Business Operations of the Federal Government

September 19, 1934

Report Outline
Expansion of Federal Business Activities During Depression
Principles Underlying Government's Business Enterprises
Federal Business Activities Before the Depression
Emergency Business Activities of the Government
Sinclair Plan for State Production in California

Expansion of Federal Business Activities During Depression

Federal efforts to combat the depression have expanded the business activities of the government, inevitably increasing the area of competition with private business. The freezing of bank assets in the spring of 1933 and the cautious policies pursued by bankers since that time have led the government to extend one type of credit after another until it now occupies a position of dominance in the field of finance. The development of water power projects to serve as “yardsticks” by which to measure the fairness of private utility rates, the launching of a vast social experiment in the Tennessee Valley, and the purchase and processing of surplus goods for distribution to the unemployed have embarked federal agencies upon widely diversified types of business activity.

Even before the emergency expansion of federal activities, private business had become alarmed over the varied business ventures of the national government. While not conceding that public agencies could produce and sell merchandise at lower rates than private enterprises, organizations of business men declared that failure properly to compute costs and unfair methods of competition gave a false picture of government business operations which tended to encourage their expansion and thus progressively to restrict the markets available to independent producers. The shrinkage in the total volume of the nation's business has caused the relatively small amounts of commodities produced by the government in most cases to take on an added importance during the depression.

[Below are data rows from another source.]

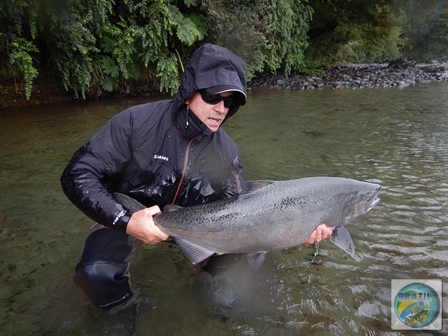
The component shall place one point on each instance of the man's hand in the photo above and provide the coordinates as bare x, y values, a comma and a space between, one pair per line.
322, 232
141, 226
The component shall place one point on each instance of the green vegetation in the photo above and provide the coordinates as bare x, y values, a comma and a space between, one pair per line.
97, 46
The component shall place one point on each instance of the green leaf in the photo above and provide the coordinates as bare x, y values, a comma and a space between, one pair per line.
110, 67
188, 33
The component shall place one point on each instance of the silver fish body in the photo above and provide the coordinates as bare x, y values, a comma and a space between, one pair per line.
269, 215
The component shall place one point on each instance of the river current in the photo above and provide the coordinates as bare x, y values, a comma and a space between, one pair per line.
397, 138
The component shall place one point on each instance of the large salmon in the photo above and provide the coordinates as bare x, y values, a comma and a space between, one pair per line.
268, 215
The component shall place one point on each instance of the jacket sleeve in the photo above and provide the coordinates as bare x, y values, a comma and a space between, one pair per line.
94, 166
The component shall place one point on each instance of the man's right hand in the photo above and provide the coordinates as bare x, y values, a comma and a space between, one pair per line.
142, 226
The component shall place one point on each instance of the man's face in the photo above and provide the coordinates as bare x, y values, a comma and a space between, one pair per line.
212, 115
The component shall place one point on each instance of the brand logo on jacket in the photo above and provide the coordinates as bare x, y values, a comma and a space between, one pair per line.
160, 157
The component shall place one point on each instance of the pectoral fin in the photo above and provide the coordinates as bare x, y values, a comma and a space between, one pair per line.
342, 239
255, 260
195, 252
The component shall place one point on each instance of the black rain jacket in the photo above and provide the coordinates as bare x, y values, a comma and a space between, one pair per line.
160, 153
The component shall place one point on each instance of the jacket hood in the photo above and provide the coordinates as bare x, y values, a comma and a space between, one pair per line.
213, 67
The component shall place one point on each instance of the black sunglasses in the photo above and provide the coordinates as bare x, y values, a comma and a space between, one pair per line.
213, 98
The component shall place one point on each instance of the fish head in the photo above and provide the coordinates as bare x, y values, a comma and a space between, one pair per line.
361, 201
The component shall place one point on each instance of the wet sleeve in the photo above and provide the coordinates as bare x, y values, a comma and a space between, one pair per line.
93, 166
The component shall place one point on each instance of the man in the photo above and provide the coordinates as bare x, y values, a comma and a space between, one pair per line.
165, 152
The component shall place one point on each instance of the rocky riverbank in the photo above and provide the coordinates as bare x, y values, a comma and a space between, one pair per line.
360, 76
395, 74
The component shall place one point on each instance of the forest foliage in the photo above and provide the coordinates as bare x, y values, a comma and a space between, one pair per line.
97, 46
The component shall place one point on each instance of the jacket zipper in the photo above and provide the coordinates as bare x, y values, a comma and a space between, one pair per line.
184, 169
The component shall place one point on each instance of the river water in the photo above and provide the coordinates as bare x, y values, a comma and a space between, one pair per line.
395, 137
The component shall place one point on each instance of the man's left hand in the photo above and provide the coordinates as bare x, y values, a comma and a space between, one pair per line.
322, 232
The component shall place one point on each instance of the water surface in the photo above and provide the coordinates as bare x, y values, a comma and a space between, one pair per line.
395, 137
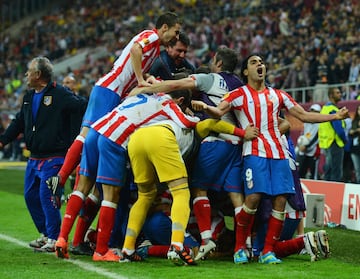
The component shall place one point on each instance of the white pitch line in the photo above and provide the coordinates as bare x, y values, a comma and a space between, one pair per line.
83, 265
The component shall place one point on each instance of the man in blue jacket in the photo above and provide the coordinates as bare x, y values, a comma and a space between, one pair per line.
45, 121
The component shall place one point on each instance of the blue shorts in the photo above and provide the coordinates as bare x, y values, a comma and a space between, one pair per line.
218, 167
270, 176
112, 162
102, 100
90, 155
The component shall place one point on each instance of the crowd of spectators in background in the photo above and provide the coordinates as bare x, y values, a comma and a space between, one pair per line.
323, 35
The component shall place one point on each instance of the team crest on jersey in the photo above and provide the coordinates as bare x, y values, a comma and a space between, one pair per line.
145, 41
47, 100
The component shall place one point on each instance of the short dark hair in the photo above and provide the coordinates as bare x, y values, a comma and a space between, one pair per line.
183, 38
169, 18
244, 65
228, 57
44, 65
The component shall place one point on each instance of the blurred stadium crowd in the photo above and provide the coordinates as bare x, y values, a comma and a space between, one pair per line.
323, 35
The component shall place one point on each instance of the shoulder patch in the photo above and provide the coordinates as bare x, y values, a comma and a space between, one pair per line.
47, 100
145, 41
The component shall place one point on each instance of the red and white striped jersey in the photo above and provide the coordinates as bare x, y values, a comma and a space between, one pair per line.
262, 109
138, 111
121, 79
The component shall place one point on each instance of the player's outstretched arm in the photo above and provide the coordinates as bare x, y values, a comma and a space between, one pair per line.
203, 128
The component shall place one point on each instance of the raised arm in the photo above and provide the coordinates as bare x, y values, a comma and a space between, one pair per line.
165, 86
216, 112
136, 61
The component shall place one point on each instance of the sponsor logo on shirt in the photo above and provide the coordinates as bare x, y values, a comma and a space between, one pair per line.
47, 100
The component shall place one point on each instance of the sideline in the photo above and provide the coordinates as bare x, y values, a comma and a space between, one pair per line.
83, 265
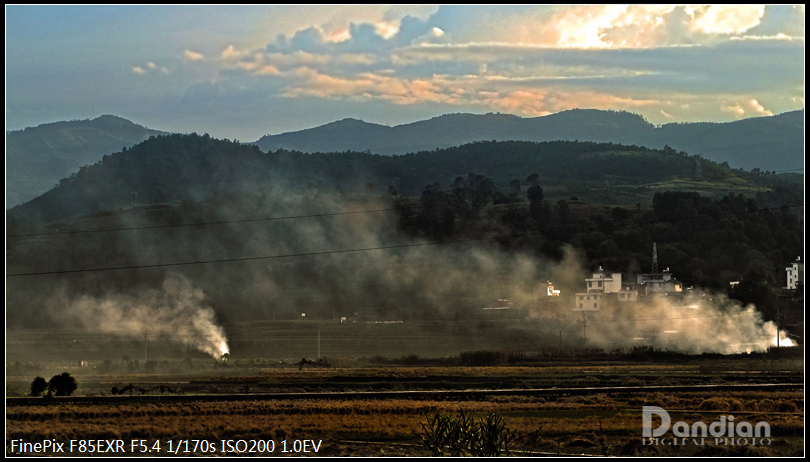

Roosevelt on Relations Between Government and Business

President Roosevelt's views on government and business have been modified during the 22 months since his election The platform upon which he campaigned, and which he accepted in every detail, advocated “the removal of government from all fields of private enterprise except where necessary to develop public works and natural resources in the common interest.” In his book published in March, 1933, Roosevelt said: “We do not want the government in business.” He pointed out, however, that while it has been American doctrine that the government must not enter business in competition with private enterprise, it has nevertheless been traditional for private business to ask for all kinds of governmental assistance.